The benchmark palm oil contract for December delivery on the Bursa Malaysia Derivatives Exchange rose 5 ringgit, or 0.1% to 3,684 ringgit ($772.49) a metric ton at closing.
Exports of Malaysian palm oil products for October rose between 6.6% and 8.9% from a month earlier, cargo surveyor Intertek Testing Services and independent inspection company AmSpec Agri Malaysia said on Tuesday.
The rise in exports is being offset by expectations of higher output, according to analysts.
Currently, it is the peak season for palm oil production, but inventory levels are expected to come down next month, said Mitesh Saiya, trading manager at Mumbai-based trading firm Kantilal Laxmichand and Co.
Palm oil eases, logs second monthly loss on rising stockpile forecast
Dalian’s most-active soyoil contract was up 0.5%, while its palm oil contract was up 0.1%.
A poll of seven analysts showed U.S. soybean crush likely increased in September to 5.249 million short tons, the largest September crush on record.

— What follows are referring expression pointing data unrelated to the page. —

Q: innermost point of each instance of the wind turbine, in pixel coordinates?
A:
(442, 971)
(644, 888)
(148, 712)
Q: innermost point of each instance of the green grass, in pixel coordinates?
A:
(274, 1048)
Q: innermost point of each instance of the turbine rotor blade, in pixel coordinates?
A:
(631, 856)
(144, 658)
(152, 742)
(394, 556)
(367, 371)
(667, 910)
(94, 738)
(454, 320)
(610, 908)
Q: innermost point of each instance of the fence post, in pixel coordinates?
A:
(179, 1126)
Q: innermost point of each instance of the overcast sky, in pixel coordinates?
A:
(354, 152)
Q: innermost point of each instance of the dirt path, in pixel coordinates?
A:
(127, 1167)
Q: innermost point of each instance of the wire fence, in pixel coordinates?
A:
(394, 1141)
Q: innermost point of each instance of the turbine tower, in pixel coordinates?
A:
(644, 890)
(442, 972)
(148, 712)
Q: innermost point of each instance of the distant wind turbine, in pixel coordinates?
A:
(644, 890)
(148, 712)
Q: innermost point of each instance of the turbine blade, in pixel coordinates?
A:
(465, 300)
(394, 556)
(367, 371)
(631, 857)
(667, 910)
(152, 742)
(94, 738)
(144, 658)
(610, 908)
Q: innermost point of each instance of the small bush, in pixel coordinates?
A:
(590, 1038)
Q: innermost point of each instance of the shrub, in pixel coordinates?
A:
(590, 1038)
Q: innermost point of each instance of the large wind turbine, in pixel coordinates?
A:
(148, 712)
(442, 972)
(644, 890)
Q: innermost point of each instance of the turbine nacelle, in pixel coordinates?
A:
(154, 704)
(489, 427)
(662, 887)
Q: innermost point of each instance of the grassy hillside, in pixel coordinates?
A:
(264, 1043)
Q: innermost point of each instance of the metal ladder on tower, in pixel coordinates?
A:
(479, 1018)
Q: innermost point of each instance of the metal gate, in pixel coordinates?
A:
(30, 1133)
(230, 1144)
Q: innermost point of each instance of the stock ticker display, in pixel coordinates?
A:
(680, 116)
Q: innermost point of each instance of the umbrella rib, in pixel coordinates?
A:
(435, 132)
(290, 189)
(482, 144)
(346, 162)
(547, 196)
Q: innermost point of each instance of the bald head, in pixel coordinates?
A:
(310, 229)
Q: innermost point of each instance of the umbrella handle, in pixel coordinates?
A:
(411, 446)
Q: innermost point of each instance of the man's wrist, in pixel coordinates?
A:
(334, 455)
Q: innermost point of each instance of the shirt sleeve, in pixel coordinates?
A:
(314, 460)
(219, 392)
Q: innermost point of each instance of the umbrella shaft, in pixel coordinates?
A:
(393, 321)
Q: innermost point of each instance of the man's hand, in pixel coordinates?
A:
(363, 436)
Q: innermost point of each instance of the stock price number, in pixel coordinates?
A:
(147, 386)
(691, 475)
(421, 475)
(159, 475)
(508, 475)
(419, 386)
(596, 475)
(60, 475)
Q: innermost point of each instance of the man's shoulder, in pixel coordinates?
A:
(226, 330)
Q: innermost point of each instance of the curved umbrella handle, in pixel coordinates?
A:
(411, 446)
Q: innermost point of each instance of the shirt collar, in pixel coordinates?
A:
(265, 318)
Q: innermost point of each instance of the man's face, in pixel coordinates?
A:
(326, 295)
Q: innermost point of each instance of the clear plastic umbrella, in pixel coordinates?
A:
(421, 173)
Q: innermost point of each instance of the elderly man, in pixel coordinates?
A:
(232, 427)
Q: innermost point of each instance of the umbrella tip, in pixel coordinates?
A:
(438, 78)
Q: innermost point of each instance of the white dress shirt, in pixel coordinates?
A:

This increase is expected to boost supplies of soyoil, which competes with palm oil for market share.
Soyoil prices on the Chicago Board of Trade was unchanged.
Oil prices edged up in Asian trade on Wednesday ahead of key meetings of global central banks this week, including the U.S. Federal Reserve, while the market closely watched the latest developments in the Israel-Hamas conflict.
Stronger crude makes palm a more attractive option for biodiesel feedstock.
Some 200,000 hectares (494,210 acres) of oil palm plantations found in areas designated as forests in Indonesia are expected to be returned to the state to be converted back into forests, a government official said late on Tuesday.
The Malaysian ringgit, palm’s currency of trade, weakened 0.2% against the dollar. A weaker ringgit makes palm oil more attractive for foreign currency holders.